Fund selectors have been dipping their toes in specialist areas of the market this year – but as you’d expect, new launches have been relatively thin on the ground.

The pandemic has put paid to many a distribution plan; whether that’s a good or bad thing from a fund buyer’s POV is, as ever, up for debate. The numbers are clear either way: there have been 130 UK-domiciled funds launched in 2020 so far, a 35 per cent drop on the amount launched by this stage in 2019.

From a product provider’s perspective, it can be hard to gauge where DFMs are going to turn next. The growing interest in thematic equity funds, to take an obvious recent example, is far from guaranteed to last.

The big exception on this front is ESG. Asset managers, like everyone else, have cottoned on to the potential benefits of sustainable investing and its associated forms. But as of yet, that hasn’t translated into a renewed surge in new products: 11 per cent of all launches were ESG or sustainability-focused in 2019, and that figure’s only ticked up slightly to 14 per cent this year.

That could all change in 2021, as product pushes get back underway. And there's certainly scope for more diversification among wealth firms’ ESG positions: our fund selection database shows very little in the way of variation among regional equity or specialised bond picks. Buyers are crowding round just one or two portfolios in many of these sub-sectors – which suggests they could be tempted to try something different.

We’ll be taking a closer look at buyers’ ESG preferences in the coming weeks – and on December 9, we’ll discuss wealth managers’ ESG allocations in more detail in an exclusive webinar. Stay tuned for more details on that one.

Sea change

When DFMs reflect on their holdings’ 2020 performance, they’ll have one or two key return drivers in mind. But the year hasn’t just been about the Faangs, or the rise of sustainable investing. Other parts of the market have been powering away under the radar. In the technology world, for instance, it’s not the Faangs or even the BAT shares that have had the most outsized effect on portfolios this year.

To take the top performing fund in the IA tech sector as an example: T Rowe Price Global Technology equity is actually underweight the US by several percentage points. Its success is, in part, linked to a stock that’s also held by the single best-performing Asia Pacific and emerging markets funds of 2020. That company is Sea Limited, whose shares have risen more than 300 per cent year to date.

The business, an e-commerce and gaming provider that focuses on South-East Asia, listed in the US in 2017 and has seen shares rise by well over 1,000 per cent since the start of last year; this summer it was proclaimed “the world’s hottest stock” by Bloomberg.

Such returns, needless to say, don’t come around too often. The firm is backed by a more familiar name to fund selectors - Tencent has a 20 per cent stake – and is a feature in portfolios like Baillie Gifford Pacific and JPM Emerging Markets.

Yet overall interest among fund managers remains relatively low – perhaps because they don’t believe such increases are sustainable. The company did record a sizeable loss in 2019, but that’s often par for the course for tech companies. For the moment, its rapid rise has paid out handsomely for the select few managers who are backing the business.

Merge in turn

After a brief pandemic-induced pause, wealth manager merger and acquisition activity has picked up where it left off. Today, at the higher end of the scale, Stanhope Capital has agreed to merge with FWM, the Forbes family office, to create a $24bn company.

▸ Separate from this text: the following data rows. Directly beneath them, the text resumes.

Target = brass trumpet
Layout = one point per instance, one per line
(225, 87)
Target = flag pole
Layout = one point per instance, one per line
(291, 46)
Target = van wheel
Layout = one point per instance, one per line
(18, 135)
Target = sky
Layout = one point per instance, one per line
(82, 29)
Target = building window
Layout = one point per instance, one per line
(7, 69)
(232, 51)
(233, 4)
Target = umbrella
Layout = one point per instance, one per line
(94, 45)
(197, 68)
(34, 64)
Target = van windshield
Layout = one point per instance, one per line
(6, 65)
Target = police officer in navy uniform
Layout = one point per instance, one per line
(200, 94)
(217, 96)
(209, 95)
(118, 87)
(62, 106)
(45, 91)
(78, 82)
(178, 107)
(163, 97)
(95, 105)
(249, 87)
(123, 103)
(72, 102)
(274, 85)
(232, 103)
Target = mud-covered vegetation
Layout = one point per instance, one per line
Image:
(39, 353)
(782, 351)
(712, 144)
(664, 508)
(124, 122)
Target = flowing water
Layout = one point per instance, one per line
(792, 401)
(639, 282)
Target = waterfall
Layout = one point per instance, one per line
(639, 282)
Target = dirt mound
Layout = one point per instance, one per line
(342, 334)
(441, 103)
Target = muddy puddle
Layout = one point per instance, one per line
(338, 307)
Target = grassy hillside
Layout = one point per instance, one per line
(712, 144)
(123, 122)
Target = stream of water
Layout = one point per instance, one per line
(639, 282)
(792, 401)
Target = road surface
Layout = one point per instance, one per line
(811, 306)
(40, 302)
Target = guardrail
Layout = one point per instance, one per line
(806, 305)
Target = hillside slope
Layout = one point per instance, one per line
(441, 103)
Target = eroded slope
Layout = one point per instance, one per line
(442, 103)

Deals are now arriving at all points along the size spectrum: last week saw Alpha Beta Partners agree a deal for MitonOptimal UK, to name only the most recent example.

The structural pressures facing the industry aren’t going away any time soon. That’s not to say there isn’t the potential for growth: the UK wealth “opportunity”, as any listed manager is fond of telling shareholders, is expanding all the time.

Successfully tapping this doesn’t necessarily require deep pockets – but it does require a firm commitment to the UK market, and the ability to keep on sourcing new clients. Meeting the latter challenge in particular is often easier said than done, and while that remains the case, consolidation will continue to ramp up.